Laparoscopic left colectomy or left hemicolectomy: In a laparoscopic left hemicolectomy the rectum, the sigmoid colon, and the distal portion of the transverse colon are removed and a coloanal anastomosis is done in which the remaining part of the transverse colon is joined with the anal canal.
Laparoscopic total or subtotal colectomy: In a laparoscopic total or subtotal colectomy, the entire colon is removed, and usually, the lower portion of the rectum is left behind. The small intestine is joined with the rectal canal to create an ileorectal anastomosis.

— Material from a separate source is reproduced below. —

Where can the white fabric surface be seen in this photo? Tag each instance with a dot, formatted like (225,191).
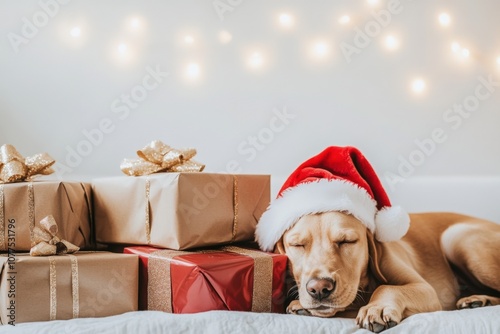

Laparoscopic colostomy: In a laparoscopic colostomy, the remaining functional bowel is brought to the opening (stoma) created in the abdominal wall to enable fecal diversion. The feces from the bowel is collected via the stoma in the abdominal wall into a colostomy bag. A colostomy may be a temporary procedure or a permanent procedure. A temporary colostomy is also known as a loop colostomy and this procedure can be reversed at a later date. A permanent colostomy is also called an end colostomy. A colostomy may be a transverse colostomy in which the transverse colon is brought out through the stoma which is usually present on the upper part of the abdomen, or an ascending colostomy in which the ascending or right colon is brought out through the stoma which is present on the right side of the abdomen, or a descending colostomy in which the descending colon or the left colon is brought out through the stoma which is present on the left side of the abdomen.
After Laparoscopic colon surgery, the following is usually done:
- The individual is shifted to a recovery room and monitored until awake and stable.
- Cardiopulmonary functions are monitored.
- Feeding is done via a nasogastric tube.
- The individual is encouraged to ambulate on the evening of the surgery.
- Extubation is done once bowel function returns.
Common post-procedure occurrences after laparoscopic colorectal surgery are:
- Pain at the site of surgery
- Nausea and vomiting
- Passage of bloody mucus and gas into the colostomy bag for the first few days after the procedure.
Discharge: Usually 3 to 4 days after the procedure.
Medication: Pain relievers and antibiotics are generally prescribed.
Review: Usually one day 5-7 after the procedure.
Resumption of normal activities: Usually with some restrictions 10- 15 days after the procedure.
Role of diet/exercise/lifestyle changes
Some measures that may be taken after Laparoscopic colon surgery include:
- Avoiding strenuous activities for 1 to 2 weeks after the surgery
- Following the diet as advised by the physician
- Watching out for any signs of complications
Complications of laparoscopic colon surgery
Some complications that are associated with Laparoscopic colon surgery may include:
- Bowel obstruction
- Wound infection
- Anastomotic leakage
- Urinary tract infection
- Deep vein thrombosis
- Pulmonary embolism
- Trocar site hernia
- Ureteral stenosis
- Psychological complications such as embarrassment, depression, etc.
The prognosis for Laparoscopic colon surgery generally depends on the underlying condition that is being treated as well as on the general health of the individual. The morbidity and mortality associated with Laparoscopic colon surgery are generally less when compared to open surgery.
Indications for hospitalization if required
Hospitalization will be required for Laparoscopic colon surgery or colorectal cancer surgery.
Suggested clinical specialist/Departments to consult for the procedure
Laparoscopic colon surgery will be done by specialists from the Department of Interventional Endoscopic Surgery and Functional Bowel Gastroenterology.